Uncorking that bottle, Holmes and Yoshihara wrote, would effectively free up resources for China to pursue “broader regional aims” and thereby increase tensions in the region.
“Japan and South Korea would feel the effects once Beijing stationed naval and air forces on the island, turning their southern flank and imposing control of adjacent seas and skies,” they wrote. “All Northeast Asian nations depend on the seas to convey imports and exports to and from their seaports … absolute control of China’s economic lifelines equates to a stranglehold over the maritime-dependent Japanese and Korean economies.”
The authors said that Seoul and Tokyo would find little solace in the US nuclear umbrella and would likely respond by building up their own militaries, thus adding to risks of contact and friction in the region.

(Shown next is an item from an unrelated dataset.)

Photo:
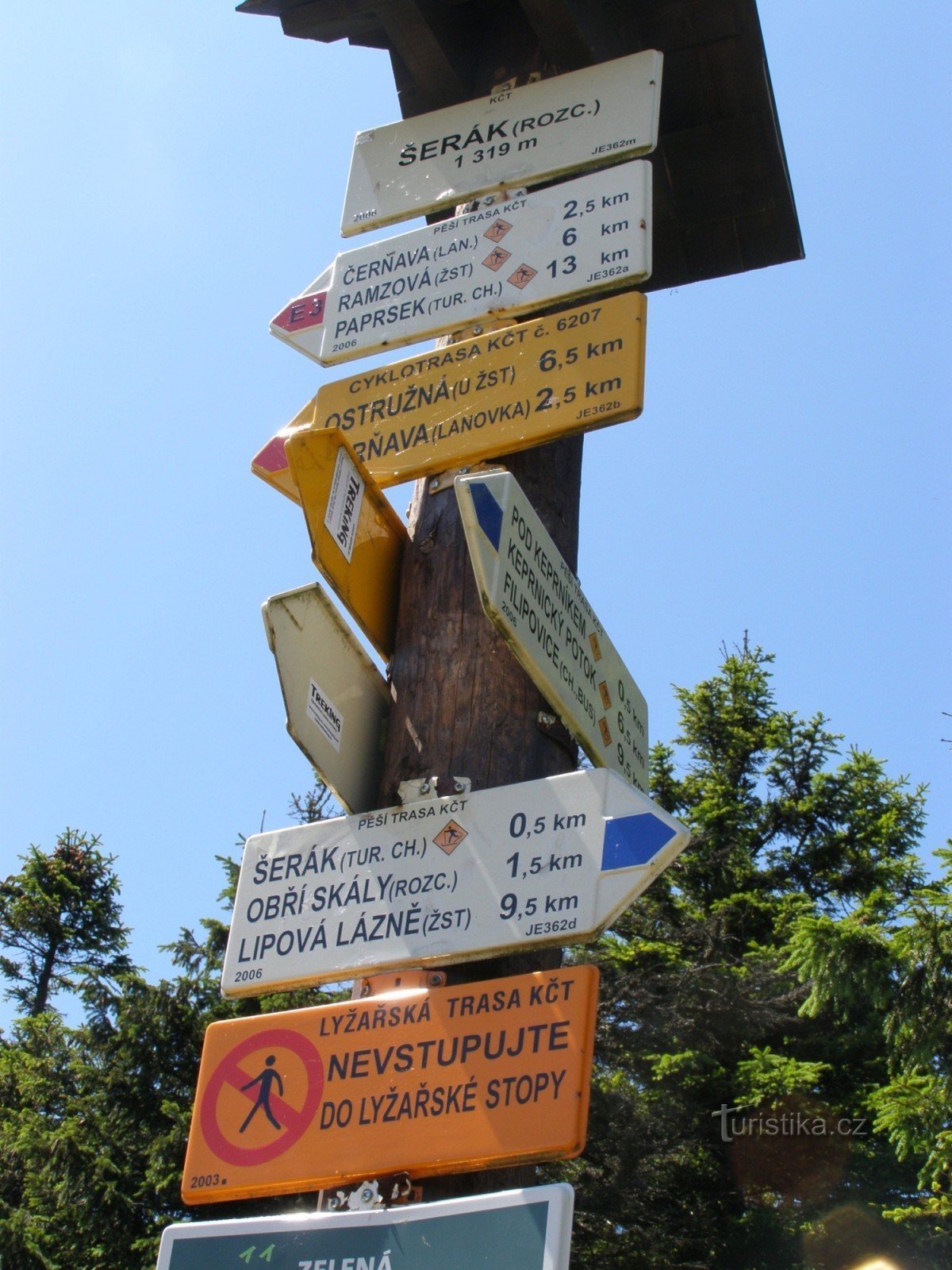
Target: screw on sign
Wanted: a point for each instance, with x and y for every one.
(282, 1075)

Exacerbating those tensions is the fact that “history amply demonstrates that new territorial acquisitions encourage statesmen to seek forward defences for their valuable new holdings,” they wrote, saying that efforts by the British empire to create a defensive buffer for India drove British policy in Central Asia and sparked the “Great Game” with imperial Russia.
Meanwhile, writing in the Wall Street Journal, US-Taiwan Business Council president Rupert Hammond-Chambers said the recent announcement that Beijing would ramp up its military spending by 12.7 percent this year was a reminder that Washington cannot ignore democratic Taiwan.
As with Holmes and Yoshihara, Hammond-Chambers said there were both moral and strategic reasons for standing by its ally, pointing to the partnerships on research, design and manufacturing technology between Taiwan and the US upon which US companies have come to rely.
“The recent severing of Chinese rare earth exports to Japan should focus minds on supply-chain security and how reliable we feel our business partners are, particularly when intellectual property is involved,” he wrote in an article titled “Time to Straighten Out America’s Taiwan Policy.”
Turning to Glaser’s argument, Hammond-Chambers said it was predicated on the false assumption that Taiwan is “the only potential irritant” in Washington’s relations with Beijing and that other points of contention, such as forward deployments, North Korea, Tibet and others somehow all stemmed from disagreement over Taiwan.
“The notion that China would become more pliant to U.S. concerns and demands or that war would be less likely should we step aside and allow China to annex Taiwan does not hold water,” he wrote.
“Taiwan’s strategic geographic position is an essential link in the first island chain of defense and provides Japan and to a lesser extent [South] Korea important security guarantees,” he wrote, adding that “ceding” Taiwan would result in “a recalibration of Japan and [South] Korea’s security posture including the possibility of Japan developing nuclear weapons.”
Such a move would also “open the western Pacific to China’s increasingly robust blue-water navy whose global role China still has yet to explain,” he wrote.
Rather than abandon Taiwan, Hammond-Chambers wrote that peaceful relations between Beijing and Taipei, which should be encouraged, are most attainable when both sides come to the table from relatively strong positions. For this, Taiwan must be able to count on the continuation of security guarantees provided by the US and an expansion of the bilateral relationship, he wrote.